StringBuffer
When you need to build or modify a string repeatedly — especially in a multi-threaded environment — StringBuffer is your tool. Unlike a regular String, which is immutable (every “change” creates a new object), a StringBuffer lets you mutate the same object in place without generating a pile of intermediate strings.
Why Not Just Use String?
Every time you modify a String, Java creates a brand-new object on the heap:
String s = "Hello";
s += ", World"; // a new String object is allocated
s += "!"; // another new String object
For a handful of concatenations that is fine. But inside a loop with thousands of iterations, you can create thousands of throwaway String objects, putting real pressure on the garbage collector. StringBuffer solves this by maintaining a resizable internal char[] buffer and mutating it directly.

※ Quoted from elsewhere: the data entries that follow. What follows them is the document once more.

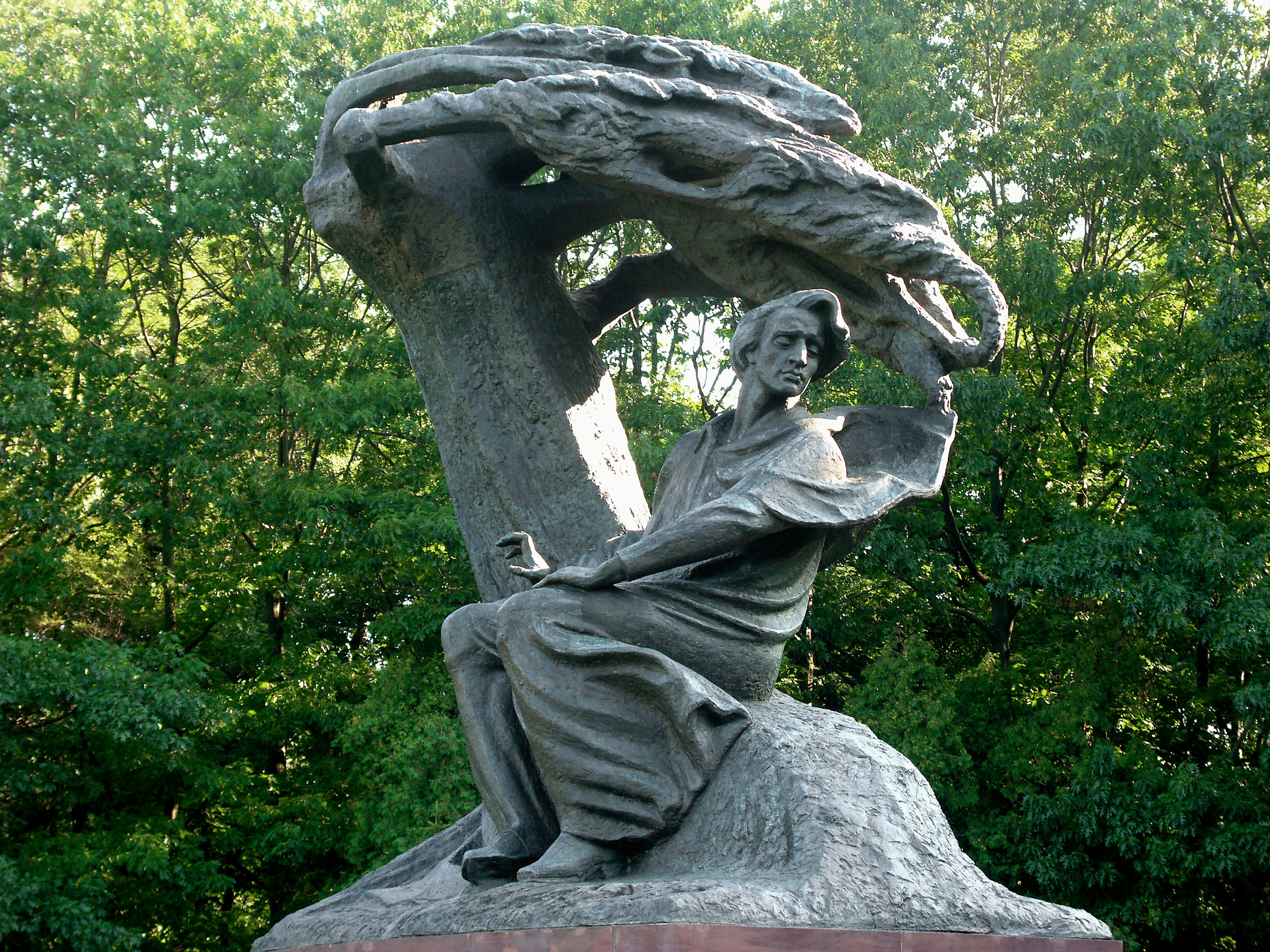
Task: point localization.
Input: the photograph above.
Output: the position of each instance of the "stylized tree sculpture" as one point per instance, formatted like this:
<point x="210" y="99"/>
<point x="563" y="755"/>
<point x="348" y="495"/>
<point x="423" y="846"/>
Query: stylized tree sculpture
<point x="727" y="155"/>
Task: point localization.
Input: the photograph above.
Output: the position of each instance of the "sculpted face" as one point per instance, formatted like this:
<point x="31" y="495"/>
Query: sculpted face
<point x="788" y="353"/>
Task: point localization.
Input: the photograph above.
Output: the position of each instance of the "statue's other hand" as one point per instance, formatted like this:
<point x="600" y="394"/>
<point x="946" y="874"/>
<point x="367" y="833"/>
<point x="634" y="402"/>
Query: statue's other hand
<point x="586" y="578"/>
<point x="520" y="545"/>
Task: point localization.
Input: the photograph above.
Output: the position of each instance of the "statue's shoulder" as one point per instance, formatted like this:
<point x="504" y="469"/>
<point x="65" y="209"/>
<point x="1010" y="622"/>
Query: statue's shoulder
<point x="815" y="449"/>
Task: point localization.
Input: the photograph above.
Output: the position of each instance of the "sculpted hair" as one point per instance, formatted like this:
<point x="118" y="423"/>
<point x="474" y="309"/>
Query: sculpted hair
<point x="821" y="304"/>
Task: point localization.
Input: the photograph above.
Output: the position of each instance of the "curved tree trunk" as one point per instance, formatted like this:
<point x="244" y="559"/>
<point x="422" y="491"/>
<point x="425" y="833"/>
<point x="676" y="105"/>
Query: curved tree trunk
<point x="524" y="409"/>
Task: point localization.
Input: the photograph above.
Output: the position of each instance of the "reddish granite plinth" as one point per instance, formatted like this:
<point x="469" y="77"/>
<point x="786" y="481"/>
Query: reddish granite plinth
<point x="718" y="938"/>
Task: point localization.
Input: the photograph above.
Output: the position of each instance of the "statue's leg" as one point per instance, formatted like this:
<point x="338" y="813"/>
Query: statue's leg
<point x="501" y="758"/>
<point x="624" y="735"/>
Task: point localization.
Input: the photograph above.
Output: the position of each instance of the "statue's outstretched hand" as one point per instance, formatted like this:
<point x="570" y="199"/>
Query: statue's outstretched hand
<point x="586" y="578"/>
<point x="517" y="545"/>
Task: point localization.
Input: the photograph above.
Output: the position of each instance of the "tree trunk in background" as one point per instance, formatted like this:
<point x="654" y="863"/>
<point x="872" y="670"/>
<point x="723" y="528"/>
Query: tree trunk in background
<point x="523" y="405"/>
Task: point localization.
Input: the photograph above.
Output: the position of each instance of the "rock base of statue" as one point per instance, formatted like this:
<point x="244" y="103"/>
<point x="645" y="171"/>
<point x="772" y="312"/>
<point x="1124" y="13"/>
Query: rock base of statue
<point x="811" y="823"/>
<point x="719" y="938"/>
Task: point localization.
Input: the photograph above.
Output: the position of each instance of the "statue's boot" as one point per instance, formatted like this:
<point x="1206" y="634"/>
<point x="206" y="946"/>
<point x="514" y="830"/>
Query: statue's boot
<point x="574" y="858"/>
<point x="511" y="851"/>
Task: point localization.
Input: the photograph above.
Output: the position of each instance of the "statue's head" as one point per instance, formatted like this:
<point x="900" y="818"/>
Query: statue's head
<point x="786" y="343"/>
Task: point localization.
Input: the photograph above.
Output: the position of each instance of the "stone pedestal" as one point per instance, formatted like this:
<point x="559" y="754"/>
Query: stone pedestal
<point x="679" y="937"/>
<point x="812" y="828"/>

Note: Java’s String immutability is intentional and valuable (caching, security, thread safety for literals).
StringBufferis a complement, not a replacement.
Creating a StringBuffer
// 1. Empty buffer with default capacity (16 chars)
StringBuffer sb1 = new StringBuffer();
// 2. Start with an initial string (capacity = string length + 16)
StringBuffer sb2 = new StringBuffer("Hello");
// 3. Specify an initial capacity
StringBuffer sb3 = new StringBuffer(64);
Tip: If you know roughly how large your final string will be, pass that estimate to the constructor. This avoids costly array-resize operations.
Commonly Used Methods
append()
The workhorse method. It appends almost anything — strings, numbers, booleans, characters, even other objects — to the end of the buffer.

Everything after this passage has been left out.